Further, the concerned undertakings must also prove that the following two conditions are met; (i) the agreement in question will not substantially restrict competition in the relevant market; and (ii) it can enable the consumers to share the benefits arising out of the agreement in question. 

  • There are no block exemptions in China yet. Further, it is not possible for an undertaking to obtain an individual exemption for a monopoly agreement under the AML. Therefore, the undertakings in question must rely on their self-assessment of whether the Exemption Requirements in Article 15 of the AML are met. Based on the publicly available decisions of the PRC Authorities, so far there are no monopoly agreements as stated in Articles 13 and 14 of the AML which have been exempted according to Article 15 of the AML.
  • It shall also remain to be seen whether the PRC competition authorities under the current situation will grant the exemption to an undertaking which enters into monopoly agreements (e.g. with regard to logistics) with its competitors as stated in Article 13 of the AML (or Article 14 of the AML).  
  • Therefore, it is suggested that an undertaking should not conduct activities that are set out in Article 13 of the AML, especially fixing prices of relevant products (e.g. masks), exchanging anti-competitive information or allocating markets or customers with its competitors under the current situation.
  • It is also suggested that an undertaking should not enter into agreements with its trading counterparties containing clauses of resale price maintenance and minimum price fixing as stated in Article 14 of the AML.
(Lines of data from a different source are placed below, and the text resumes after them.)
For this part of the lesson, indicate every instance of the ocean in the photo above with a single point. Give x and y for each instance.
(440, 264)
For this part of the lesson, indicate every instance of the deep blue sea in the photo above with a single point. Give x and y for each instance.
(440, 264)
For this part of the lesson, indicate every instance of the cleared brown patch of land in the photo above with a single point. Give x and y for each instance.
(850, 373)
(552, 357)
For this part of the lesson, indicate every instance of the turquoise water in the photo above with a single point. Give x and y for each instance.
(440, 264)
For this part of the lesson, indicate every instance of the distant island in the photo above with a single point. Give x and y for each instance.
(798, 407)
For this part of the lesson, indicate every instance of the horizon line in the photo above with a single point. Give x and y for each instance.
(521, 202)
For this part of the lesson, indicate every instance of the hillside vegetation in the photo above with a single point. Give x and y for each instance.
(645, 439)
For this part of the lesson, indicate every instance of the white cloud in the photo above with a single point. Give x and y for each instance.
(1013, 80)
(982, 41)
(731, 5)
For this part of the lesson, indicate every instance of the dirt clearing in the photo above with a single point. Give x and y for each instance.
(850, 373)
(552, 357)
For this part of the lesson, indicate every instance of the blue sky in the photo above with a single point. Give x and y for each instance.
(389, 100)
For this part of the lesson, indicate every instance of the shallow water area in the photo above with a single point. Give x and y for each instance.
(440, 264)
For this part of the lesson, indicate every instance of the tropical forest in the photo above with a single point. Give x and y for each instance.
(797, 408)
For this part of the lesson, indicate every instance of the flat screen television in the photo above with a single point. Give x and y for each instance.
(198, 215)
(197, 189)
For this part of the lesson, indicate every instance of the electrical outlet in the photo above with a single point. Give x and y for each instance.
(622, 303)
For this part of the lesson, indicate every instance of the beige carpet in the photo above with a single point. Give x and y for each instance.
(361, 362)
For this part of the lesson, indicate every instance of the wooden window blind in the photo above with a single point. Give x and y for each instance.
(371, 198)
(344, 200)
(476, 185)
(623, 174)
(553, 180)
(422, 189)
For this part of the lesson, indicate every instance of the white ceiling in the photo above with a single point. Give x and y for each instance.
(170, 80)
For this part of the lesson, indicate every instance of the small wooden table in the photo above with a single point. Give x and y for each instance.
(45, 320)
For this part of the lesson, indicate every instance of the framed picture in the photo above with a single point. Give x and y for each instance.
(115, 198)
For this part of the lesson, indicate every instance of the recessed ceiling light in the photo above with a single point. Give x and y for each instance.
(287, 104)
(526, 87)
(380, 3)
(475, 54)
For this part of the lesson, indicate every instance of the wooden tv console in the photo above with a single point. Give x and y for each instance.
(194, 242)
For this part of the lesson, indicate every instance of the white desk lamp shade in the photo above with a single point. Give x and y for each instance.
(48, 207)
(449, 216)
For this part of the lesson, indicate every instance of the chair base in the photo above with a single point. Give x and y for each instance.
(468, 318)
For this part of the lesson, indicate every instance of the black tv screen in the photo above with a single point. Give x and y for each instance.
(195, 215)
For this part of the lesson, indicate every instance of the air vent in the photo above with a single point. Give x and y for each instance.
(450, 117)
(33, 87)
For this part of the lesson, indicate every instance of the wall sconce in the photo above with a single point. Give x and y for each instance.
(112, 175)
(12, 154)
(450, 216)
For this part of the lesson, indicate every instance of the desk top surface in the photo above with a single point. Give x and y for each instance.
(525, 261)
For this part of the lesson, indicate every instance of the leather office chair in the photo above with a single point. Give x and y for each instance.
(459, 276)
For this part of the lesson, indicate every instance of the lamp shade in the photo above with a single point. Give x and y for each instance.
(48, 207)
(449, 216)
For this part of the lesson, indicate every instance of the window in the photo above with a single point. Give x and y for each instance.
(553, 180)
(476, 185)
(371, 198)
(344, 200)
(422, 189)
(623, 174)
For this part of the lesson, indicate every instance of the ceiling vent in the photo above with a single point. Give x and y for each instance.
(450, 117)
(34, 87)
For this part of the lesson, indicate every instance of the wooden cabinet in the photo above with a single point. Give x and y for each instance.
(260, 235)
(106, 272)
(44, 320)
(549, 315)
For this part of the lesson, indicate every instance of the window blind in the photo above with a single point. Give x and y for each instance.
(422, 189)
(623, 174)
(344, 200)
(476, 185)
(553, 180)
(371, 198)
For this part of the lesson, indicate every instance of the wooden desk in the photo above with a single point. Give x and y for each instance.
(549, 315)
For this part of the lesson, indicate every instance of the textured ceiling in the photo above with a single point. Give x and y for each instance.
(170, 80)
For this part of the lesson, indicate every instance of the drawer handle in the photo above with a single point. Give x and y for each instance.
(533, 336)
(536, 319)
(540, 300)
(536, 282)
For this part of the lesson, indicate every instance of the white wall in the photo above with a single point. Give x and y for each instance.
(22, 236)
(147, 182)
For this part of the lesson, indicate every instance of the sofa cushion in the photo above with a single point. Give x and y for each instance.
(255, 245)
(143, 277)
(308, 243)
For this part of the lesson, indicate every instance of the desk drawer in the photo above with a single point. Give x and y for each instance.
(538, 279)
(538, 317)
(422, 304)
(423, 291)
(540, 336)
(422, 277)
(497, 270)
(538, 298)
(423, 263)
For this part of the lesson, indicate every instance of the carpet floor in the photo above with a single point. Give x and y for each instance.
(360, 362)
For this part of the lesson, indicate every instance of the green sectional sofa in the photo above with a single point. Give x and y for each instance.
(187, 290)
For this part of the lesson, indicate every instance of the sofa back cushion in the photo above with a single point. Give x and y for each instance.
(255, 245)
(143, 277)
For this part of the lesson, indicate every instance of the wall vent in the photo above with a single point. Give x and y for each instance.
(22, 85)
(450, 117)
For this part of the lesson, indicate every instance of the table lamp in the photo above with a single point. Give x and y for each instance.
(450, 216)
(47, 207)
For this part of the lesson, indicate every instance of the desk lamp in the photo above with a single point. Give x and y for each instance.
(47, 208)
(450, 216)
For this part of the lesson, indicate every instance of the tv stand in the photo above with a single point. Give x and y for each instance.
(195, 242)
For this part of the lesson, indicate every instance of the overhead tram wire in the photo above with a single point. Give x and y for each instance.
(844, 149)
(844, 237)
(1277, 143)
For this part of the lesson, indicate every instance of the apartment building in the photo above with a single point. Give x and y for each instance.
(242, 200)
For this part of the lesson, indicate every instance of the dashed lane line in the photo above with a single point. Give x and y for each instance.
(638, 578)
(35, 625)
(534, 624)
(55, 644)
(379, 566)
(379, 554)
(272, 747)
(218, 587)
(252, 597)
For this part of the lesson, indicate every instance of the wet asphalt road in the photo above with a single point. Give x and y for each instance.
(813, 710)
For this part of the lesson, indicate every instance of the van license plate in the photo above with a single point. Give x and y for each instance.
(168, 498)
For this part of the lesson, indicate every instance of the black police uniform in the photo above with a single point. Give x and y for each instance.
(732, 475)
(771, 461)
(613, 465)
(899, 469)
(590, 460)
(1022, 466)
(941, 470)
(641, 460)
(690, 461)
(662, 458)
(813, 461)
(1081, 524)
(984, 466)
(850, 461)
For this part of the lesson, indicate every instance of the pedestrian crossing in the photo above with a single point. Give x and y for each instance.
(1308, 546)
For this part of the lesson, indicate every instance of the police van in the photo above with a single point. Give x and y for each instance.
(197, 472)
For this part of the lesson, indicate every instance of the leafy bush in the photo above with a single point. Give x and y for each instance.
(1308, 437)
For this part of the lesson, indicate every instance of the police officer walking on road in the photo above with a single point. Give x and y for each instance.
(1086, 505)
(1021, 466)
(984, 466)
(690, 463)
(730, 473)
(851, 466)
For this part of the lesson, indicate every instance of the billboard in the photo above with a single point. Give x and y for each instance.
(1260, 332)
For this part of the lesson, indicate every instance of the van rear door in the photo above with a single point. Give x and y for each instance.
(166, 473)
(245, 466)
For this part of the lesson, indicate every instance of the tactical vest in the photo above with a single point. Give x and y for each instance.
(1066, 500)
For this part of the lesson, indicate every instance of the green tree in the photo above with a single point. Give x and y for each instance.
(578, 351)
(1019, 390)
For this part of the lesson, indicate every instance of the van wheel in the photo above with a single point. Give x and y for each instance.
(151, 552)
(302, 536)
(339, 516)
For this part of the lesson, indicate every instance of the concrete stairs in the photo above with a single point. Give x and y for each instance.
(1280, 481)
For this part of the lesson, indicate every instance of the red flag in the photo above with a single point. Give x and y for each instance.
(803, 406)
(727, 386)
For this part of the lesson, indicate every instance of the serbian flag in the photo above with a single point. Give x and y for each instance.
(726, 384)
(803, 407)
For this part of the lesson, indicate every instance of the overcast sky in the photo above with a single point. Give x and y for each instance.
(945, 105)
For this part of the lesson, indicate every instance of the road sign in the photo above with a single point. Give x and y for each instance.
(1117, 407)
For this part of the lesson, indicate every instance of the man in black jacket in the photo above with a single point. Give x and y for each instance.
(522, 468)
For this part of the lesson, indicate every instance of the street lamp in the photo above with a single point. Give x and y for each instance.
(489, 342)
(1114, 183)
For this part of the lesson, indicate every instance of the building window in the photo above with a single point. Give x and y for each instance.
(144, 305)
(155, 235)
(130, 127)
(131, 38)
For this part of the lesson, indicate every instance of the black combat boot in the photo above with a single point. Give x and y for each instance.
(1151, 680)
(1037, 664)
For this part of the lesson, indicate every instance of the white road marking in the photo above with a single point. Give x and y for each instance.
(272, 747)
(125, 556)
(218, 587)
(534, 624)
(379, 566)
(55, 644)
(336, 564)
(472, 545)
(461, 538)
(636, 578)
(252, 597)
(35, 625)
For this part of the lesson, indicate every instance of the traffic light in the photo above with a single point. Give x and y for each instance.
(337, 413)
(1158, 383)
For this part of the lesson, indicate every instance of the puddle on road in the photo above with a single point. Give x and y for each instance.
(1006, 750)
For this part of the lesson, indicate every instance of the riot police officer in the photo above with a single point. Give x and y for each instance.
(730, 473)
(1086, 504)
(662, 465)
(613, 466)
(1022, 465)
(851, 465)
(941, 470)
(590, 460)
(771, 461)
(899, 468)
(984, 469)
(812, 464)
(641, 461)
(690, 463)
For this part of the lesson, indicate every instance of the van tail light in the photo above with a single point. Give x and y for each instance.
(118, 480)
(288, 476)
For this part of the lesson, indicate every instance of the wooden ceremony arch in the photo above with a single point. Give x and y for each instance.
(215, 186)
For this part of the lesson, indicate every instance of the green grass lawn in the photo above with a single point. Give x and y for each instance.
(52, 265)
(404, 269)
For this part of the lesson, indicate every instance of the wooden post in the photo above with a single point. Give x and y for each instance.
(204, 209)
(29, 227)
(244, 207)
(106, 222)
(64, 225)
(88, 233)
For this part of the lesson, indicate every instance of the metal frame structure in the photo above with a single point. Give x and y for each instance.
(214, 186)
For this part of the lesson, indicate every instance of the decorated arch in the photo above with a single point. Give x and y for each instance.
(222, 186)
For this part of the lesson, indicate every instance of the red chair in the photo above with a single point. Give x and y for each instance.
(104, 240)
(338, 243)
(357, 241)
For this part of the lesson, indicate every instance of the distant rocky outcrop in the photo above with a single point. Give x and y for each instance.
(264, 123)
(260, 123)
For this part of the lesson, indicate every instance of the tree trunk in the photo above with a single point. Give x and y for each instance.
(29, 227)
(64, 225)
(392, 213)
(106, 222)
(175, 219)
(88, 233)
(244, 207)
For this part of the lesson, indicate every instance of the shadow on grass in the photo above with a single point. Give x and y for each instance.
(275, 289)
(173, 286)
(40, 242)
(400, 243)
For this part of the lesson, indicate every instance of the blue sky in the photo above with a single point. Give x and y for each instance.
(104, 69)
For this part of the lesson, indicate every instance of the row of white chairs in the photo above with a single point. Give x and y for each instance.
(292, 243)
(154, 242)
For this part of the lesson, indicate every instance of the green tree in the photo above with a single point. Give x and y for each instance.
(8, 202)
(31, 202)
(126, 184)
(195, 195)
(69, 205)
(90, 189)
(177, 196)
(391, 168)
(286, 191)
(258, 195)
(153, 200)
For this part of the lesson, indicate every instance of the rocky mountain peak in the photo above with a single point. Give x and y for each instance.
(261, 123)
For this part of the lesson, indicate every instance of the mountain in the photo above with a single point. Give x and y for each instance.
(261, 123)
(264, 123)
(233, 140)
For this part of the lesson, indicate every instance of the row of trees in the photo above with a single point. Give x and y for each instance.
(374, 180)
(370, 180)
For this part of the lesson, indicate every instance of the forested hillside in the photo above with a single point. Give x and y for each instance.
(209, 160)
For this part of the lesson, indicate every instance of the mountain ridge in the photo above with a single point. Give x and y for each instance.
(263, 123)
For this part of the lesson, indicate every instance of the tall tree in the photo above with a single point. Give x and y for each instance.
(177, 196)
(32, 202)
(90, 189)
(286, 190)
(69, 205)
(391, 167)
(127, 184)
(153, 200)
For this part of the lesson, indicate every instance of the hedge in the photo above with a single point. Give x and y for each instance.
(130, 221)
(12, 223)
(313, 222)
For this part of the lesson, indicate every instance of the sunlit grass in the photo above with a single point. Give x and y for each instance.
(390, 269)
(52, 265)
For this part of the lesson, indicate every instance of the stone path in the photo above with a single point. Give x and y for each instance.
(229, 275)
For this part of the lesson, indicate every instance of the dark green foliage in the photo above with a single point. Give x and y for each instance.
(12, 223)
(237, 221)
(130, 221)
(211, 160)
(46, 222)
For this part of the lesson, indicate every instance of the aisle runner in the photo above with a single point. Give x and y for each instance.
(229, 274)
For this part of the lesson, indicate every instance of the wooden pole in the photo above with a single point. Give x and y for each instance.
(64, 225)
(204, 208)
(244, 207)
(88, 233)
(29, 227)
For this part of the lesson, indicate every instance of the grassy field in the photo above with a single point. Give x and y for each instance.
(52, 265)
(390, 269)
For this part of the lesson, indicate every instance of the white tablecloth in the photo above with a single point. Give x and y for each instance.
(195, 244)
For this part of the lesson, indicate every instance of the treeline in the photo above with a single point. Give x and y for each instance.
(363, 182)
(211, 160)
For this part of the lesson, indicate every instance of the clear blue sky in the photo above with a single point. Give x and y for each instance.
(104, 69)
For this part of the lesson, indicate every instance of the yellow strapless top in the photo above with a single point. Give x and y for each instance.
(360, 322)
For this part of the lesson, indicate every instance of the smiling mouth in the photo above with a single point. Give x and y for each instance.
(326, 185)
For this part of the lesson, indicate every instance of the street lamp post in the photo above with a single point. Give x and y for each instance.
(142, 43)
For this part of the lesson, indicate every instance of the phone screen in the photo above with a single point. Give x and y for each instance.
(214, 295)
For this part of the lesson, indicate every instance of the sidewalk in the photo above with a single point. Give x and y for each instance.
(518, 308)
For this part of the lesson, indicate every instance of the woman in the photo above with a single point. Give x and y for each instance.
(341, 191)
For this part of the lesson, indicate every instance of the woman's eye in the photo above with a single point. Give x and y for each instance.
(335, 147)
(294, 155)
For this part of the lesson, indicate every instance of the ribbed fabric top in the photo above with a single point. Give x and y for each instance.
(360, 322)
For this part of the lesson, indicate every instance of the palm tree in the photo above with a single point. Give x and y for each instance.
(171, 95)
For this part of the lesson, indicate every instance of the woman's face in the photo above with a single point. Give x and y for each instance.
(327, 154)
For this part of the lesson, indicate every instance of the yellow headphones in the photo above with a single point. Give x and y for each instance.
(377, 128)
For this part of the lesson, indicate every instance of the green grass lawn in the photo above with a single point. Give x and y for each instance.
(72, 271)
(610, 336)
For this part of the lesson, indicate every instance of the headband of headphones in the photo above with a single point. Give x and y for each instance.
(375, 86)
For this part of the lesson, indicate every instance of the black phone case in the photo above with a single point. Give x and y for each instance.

Antitrust-related litigations

  • According to notices from some PRC Courts located in Beijing, Shanghai and Guangzhou, the way how  cases are registered for hearing was also changed. The plaintiff should apply to register the case for hearing online or by post. 
  • The hearing procedures for pending antitrust-related cases will likely be delayed due to the impact of COVID-19.

3. Abuse of market power

  • According to Article 17 of the AML, an undertaking with a dominant position on the relevant market shall be prohibited from abusing its dominance by carrying out activities such as imposing unfair purchase or selling prices, below-cost selling, refusing to deal with would-be customers, limiting relevant trading counterparties to conduct deals exclusively with it or its designated parties, imposing unfair trading conditions, or applying dissimilar conditions to equivalent transactions with other trading parties.
  • Under the current situation, it is most likely that the undertakings, which sold relevant products at unfair high prices or conducted tie-in sales and were, therefore, investigated and punished by the PRC Authorities in accordance with price-related laws and regulations, might also be subject to investigations and penalties according to the AML if they have a dominant position on the relevant market. 
  • An undertaking will be considered to have a dominant position on the relevant market according to Article 18 of the AML, if it has a number of factors indicating “dominance”, including, market share of the concerned undertaking, the conditions of competition on the relevant market, the ability of an undertaking to control the sales market or the raw material purchasing market, the extensive financial wealth or resources and the technology level of an undertaking and barriers to expansion and entry to the relevant market with respect to other undertakings.
  • It is also suggested that an undertaking should create, develop, improve and implement its compliance scheme and train its staff about antitrust law and price-related laws and regulations.

4. Merger control

  • Currently the turnover thresholds and the notification review procedures on merger control filings remain the same.
  • However, the process for submitting notification documents for merger control review has changed in accordance with a public notice issued by the Anti-Monopoly Bureau (“AMB”) of the SAMR on 5 February 2020. The application documents should be submitted online or by post by the notifying parties. Similarly, the AMB’s documents and decisions will be delivered by the AMB to the applicants either via email or by fax. In addition, the AMB has also posted its office telephone numbers publicly on its website in order for the public to make phone consultations.